The eukaryotic cell nucleus is a densely packed assembly of DNA, RNA, chromatin, and other nuclear bodies, including the nucleolus. How is the nucleus organized, specialized across cell types,  maintained over time, or alternatively, remodeled in response to stimuli? How does this organization affect gene expression and cell function? Our work draws from cell biology, biochemistry, and systems biology to answer these questions.

The protein structures of the nuclear periphery facilitate the non-random organization of nuclear contents, in turn promoting specialization of cell function. The nuclear lamina is a protein meshwork that underlies the nuclear membrane, where it shapes and supports the nucleus. Our work focuses on the roles of the nuclear lamina in establishing and maintaining nuclear organization.

Defining novel roles for the lamina

We recently found evidence that lamin A regulates the activity of the nucleolus; when cells are either depleted of normal lamin A, or forced to express a mutant form of lamin A that causes progeria, nucleoli expand and become more active. As the site of the energy-intensive process of ribosome biogenesis, nucleoli are exquisitely sensitive to inputs from signaling pathways, and their output shapes cellular metabolism.

This finding suggests a novel function for the lamina that appears to be disrupted in at least one lamin-linked disease. Future work will define how the lamina regulates the nucleolus. We will also explore how nucleolar function changes with developmentally programmed changes in lamin A expression.

disruption of nuclear organization During aging

Hutchinson-Gilford progeria syndrome (HGPS) is an accelerated aging disorder caused by a mutant form of lamin A termed progerin. We discovered that normal lamin A represses nucleoli, and that this repression is lost in progeria. This allows over-production of ribosomes and hyperactive protein synthesis, which depletes cellular energy stores.

We were also able to apply what we learned from progeria to the normal aging process. We found that within human skin cells, nucleoli expand and produce more ribosomal RNA as we age. What drives this? What are the consequences of this on cellular fitness and aging progression?

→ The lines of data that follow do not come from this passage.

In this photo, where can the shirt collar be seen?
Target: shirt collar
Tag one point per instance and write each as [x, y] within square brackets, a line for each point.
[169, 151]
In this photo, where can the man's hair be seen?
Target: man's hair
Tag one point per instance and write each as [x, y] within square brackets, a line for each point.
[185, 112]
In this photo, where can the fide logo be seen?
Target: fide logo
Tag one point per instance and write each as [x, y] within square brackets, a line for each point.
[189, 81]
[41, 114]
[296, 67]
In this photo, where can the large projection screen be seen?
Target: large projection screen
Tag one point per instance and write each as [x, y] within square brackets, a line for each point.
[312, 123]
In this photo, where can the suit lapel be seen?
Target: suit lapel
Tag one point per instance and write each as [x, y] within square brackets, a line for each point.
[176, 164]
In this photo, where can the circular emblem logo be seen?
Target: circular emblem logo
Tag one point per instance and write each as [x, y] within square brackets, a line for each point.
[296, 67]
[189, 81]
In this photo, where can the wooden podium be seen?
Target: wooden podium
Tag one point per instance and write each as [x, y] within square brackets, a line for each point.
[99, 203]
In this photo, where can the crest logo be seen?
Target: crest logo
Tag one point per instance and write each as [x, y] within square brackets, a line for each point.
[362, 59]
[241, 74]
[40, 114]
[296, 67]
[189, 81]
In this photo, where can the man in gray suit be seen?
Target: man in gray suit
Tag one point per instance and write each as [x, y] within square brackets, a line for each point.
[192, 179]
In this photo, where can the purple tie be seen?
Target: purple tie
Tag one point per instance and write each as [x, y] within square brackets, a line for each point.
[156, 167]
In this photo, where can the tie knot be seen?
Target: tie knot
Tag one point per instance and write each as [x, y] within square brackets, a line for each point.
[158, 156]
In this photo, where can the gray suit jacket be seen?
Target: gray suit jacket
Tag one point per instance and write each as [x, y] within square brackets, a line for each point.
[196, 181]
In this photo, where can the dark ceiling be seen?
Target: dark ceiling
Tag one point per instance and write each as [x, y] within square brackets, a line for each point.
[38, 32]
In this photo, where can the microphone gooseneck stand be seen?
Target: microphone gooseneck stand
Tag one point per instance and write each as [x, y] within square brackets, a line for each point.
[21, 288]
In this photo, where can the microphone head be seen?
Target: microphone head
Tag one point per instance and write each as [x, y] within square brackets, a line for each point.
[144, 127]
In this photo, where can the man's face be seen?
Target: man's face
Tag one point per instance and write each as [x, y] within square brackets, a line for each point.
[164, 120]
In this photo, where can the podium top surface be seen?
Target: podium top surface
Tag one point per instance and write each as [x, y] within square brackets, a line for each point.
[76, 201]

Future work will address these questions.

Maintenance or remodeling of nuclear organization

The nuclear lamina scaffolds roughly 30% of the genome and 10% of coding genes in lamin-associated domains (LADs) at the nuclear periphery. LADs are heterochromatic domains that promote cell identity by restricting gene expression.

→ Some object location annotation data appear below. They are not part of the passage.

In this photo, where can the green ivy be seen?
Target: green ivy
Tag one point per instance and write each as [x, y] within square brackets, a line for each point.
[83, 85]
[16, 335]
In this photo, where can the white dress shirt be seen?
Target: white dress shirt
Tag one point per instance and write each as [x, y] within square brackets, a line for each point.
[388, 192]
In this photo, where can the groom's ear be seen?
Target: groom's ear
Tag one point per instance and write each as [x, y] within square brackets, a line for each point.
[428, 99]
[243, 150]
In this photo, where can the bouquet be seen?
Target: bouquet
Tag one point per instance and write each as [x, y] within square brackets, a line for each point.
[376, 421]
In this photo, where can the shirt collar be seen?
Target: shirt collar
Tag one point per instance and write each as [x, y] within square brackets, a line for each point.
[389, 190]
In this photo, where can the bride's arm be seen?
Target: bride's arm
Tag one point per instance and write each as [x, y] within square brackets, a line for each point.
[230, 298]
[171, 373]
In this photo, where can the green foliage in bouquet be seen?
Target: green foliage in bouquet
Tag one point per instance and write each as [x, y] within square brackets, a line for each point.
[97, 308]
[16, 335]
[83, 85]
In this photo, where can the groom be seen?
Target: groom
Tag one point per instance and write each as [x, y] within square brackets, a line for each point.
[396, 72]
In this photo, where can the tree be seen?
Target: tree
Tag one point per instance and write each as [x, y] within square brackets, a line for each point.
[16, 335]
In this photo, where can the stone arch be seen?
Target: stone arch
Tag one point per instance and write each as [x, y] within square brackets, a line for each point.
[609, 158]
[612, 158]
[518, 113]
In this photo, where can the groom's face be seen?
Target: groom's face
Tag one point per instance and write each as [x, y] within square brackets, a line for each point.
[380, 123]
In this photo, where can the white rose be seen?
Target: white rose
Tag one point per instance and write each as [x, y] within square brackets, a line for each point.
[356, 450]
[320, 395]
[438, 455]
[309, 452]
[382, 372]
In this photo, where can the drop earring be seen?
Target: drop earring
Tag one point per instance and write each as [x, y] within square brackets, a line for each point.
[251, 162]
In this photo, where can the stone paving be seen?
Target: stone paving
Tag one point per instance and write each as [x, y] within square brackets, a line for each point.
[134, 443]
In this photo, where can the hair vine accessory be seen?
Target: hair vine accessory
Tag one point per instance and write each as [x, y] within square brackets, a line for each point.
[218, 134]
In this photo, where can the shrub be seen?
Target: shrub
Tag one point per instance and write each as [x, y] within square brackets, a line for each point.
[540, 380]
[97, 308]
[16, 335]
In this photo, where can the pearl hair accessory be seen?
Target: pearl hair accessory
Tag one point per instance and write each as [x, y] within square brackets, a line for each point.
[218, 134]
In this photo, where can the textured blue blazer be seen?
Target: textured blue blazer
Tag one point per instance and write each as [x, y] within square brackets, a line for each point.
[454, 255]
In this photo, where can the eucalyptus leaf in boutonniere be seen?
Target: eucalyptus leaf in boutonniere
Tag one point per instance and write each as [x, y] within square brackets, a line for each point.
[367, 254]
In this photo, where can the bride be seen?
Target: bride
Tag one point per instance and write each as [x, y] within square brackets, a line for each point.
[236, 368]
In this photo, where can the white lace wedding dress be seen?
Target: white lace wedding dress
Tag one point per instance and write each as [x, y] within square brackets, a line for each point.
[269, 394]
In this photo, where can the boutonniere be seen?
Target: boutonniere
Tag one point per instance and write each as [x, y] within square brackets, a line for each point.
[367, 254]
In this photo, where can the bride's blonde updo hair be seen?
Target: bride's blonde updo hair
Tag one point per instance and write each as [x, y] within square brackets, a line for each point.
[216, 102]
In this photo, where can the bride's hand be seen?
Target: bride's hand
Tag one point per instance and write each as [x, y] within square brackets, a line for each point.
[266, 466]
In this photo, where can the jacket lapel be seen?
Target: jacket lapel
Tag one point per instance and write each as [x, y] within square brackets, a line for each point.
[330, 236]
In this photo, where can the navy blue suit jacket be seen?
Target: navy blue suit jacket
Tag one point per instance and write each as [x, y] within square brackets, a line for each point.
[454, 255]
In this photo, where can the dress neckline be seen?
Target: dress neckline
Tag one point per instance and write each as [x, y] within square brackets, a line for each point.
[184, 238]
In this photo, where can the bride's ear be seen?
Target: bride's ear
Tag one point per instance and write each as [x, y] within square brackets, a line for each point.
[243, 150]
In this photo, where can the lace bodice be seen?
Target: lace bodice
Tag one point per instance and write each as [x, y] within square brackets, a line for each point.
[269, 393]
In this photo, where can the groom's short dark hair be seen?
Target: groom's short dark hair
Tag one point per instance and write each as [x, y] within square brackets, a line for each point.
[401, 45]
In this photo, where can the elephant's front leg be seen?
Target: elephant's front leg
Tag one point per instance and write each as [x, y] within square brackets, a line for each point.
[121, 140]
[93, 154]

In higher eukaryotes, the nucleus is entirely disassembled each time a cell divides. However, many cells within functioning tissues have exited the cell cycle. In these cells, how long does nuclear organization endure?

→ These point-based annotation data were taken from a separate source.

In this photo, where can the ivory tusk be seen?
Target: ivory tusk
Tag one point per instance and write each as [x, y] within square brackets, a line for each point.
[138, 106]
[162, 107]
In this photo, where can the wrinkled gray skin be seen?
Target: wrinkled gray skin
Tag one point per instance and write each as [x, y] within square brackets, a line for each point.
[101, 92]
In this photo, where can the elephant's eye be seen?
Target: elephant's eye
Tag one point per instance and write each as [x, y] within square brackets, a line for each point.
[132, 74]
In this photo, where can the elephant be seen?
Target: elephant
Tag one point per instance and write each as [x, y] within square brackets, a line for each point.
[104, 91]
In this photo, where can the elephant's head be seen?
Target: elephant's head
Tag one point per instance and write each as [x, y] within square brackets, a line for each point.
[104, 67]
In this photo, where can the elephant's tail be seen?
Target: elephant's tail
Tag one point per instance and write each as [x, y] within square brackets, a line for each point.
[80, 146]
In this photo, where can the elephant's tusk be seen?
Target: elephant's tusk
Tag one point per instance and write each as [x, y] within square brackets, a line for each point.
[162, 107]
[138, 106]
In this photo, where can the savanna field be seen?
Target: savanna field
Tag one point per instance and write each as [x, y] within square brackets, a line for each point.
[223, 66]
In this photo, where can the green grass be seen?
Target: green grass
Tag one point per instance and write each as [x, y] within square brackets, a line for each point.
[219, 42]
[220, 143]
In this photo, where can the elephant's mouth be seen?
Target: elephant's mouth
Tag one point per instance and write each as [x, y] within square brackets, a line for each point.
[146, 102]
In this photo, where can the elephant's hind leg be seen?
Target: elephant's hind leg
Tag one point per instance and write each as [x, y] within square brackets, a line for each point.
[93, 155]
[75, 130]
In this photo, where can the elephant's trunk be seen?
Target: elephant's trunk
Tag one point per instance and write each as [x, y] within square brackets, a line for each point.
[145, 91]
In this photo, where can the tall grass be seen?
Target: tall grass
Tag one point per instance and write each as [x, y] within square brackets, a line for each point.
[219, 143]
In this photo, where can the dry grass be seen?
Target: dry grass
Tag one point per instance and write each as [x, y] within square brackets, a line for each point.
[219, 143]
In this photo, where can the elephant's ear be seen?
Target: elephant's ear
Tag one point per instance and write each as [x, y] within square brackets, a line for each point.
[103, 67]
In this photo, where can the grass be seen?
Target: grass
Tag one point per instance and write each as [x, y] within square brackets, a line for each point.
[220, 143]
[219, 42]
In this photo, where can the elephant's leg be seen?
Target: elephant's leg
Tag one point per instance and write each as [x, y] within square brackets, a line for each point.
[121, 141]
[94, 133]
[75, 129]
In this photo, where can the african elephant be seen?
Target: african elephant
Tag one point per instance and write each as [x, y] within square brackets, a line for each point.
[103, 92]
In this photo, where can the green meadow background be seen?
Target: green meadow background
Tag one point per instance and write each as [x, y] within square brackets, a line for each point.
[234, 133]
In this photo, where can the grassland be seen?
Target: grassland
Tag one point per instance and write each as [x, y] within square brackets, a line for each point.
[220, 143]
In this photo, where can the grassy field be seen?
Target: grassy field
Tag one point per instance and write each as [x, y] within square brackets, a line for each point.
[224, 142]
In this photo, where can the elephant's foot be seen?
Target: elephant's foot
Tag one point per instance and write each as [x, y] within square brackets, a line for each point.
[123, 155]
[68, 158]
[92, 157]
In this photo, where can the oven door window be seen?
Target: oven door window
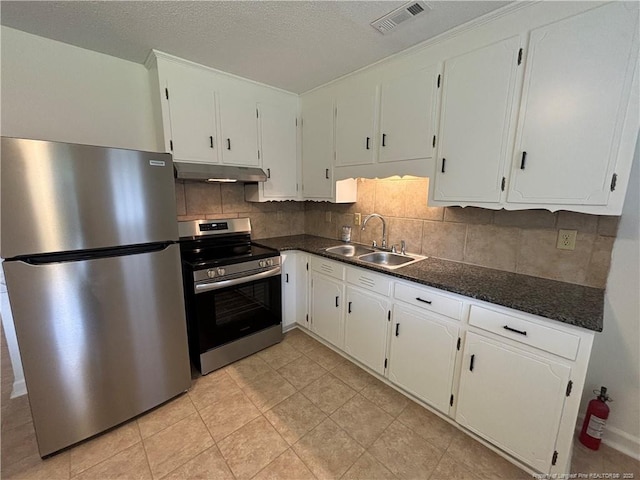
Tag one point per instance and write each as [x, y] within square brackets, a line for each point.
[230, 313]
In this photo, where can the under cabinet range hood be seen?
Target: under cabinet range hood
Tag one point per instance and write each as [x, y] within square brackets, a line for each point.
[218, 173]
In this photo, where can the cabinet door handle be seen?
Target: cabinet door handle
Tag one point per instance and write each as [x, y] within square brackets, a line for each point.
[521, 332]
[428, 302]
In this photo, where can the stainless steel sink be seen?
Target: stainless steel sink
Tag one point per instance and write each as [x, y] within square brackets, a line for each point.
[389, 260]
[349, 250]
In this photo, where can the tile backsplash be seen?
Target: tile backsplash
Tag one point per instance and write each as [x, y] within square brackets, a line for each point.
[519, 241]
[515, 241]
[226, 200]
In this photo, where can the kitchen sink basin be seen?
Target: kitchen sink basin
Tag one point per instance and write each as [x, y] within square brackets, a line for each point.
[349, 250]
[389, 259]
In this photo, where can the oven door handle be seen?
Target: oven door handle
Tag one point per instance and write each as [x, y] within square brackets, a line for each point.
[206, 287]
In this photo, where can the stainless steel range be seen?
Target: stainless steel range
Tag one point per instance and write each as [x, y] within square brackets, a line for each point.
[232, 292]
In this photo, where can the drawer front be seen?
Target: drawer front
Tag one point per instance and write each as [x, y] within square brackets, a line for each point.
[428, 300]
[550, 340]
[362, 278]
[327, 267]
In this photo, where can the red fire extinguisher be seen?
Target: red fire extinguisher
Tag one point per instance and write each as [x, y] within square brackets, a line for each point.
[594, 420]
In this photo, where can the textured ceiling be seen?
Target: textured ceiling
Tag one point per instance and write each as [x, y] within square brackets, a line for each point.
[294, 45]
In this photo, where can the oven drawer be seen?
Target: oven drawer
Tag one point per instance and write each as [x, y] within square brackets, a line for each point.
[327, 267]
[520, 330]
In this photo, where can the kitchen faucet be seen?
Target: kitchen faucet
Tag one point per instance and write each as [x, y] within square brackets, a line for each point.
[384, 228]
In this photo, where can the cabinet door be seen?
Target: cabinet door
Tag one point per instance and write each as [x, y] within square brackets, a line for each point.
[317, 149]
[366, 326]
[576, 87]
[512, 398]
[239, 128]
[193, 121]
[407, 116]
[326, 308]
[422, 355]
[290, 283]
[475, 123]
[356, 127]
[278, 147]
[302, 289]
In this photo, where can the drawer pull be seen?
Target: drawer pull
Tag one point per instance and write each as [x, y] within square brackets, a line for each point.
[521, 332]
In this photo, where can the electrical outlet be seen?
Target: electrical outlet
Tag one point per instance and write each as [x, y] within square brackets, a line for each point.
[567, 239]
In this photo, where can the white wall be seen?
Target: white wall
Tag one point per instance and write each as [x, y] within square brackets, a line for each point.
[54, 91]
[615, 359]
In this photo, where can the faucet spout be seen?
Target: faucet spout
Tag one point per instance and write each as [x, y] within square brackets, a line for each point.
[384, 226]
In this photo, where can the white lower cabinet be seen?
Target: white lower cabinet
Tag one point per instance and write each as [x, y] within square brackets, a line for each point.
[366, 327]
[327, 297]
[422, 355]
[294, 289]
[504, 375]
[512, 398]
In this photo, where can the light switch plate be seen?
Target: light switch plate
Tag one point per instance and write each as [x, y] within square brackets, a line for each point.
[567, 239]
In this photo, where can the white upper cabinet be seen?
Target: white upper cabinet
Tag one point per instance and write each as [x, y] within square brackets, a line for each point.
[239, 130]
[209, 116]
[408, 116]
[475, 121]
[317, 148]
[568, 141]
[575, 95]
[278, 144]
[356, 122]
[317, 153]
[390, 121]
[192, 113]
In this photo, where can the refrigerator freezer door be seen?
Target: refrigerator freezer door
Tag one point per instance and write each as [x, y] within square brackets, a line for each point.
[59, 197]
[101, 340]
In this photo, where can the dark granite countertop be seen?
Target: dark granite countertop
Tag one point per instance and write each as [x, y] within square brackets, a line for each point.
[565, 302]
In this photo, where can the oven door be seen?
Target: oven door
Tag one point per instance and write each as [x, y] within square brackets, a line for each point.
[231, 309]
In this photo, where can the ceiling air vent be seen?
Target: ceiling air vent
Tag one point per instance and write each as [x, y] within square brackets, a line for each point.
[393, 19]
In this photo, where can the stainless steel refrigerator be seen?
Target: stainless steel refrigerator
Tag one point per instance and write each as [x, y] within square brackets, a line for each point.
[93, 273]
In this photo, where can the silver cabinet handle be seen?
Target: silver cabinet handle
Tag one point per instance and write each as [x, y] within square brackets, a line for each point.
[205, 287]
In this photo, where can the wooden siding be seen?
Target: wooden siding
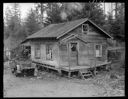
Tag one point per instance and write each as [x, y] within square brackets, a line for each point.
[55, 54]
[63, 52]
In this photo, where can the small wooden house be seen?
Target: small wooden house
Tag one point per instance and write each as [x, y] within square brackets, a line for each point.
[69, 46]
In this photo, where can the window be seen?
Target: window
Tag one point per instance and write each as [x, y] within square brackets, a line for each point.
[48, 52]
[98, 50]
[73, 47]
[37, 52]
[85, 28]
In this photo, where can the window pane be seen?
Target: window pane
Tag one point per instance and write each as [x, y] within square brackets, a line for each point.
[48, 52]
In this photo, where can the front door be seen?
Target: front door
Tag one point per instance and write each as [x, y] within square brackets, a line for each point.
[73, 54]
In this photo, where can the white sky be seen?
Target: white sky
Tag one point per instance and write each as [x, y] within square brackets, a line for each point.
[25, 7]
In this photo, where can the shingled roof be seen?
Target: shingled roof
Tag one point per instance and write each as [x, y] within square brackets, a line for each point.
[57, 30]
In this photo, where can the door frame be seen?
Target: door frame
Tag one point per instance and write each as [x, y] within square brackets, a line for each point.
[69, 49]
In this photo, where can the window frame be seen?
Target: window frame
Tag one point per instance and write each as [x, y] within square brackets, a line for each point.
[37, 51]
[100, 50]
[48, 48]
[85, 32]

Using metabolic labeling and proteomics in muscle cells, we found that lamin A turns over at a rate similar to many nuclear proteins, while lamin B1 and Lamin B2 are extremely stable.

This implies that a mechanism exists to replace lamin subunits, and that A- and B-type lamin isoforms contribute to nuclear organization on distinct timescales. Future work will define the machinery that turns over lamin A, and determine how manipulating lamin turnover affects nuclear organization and cell function in health and disease.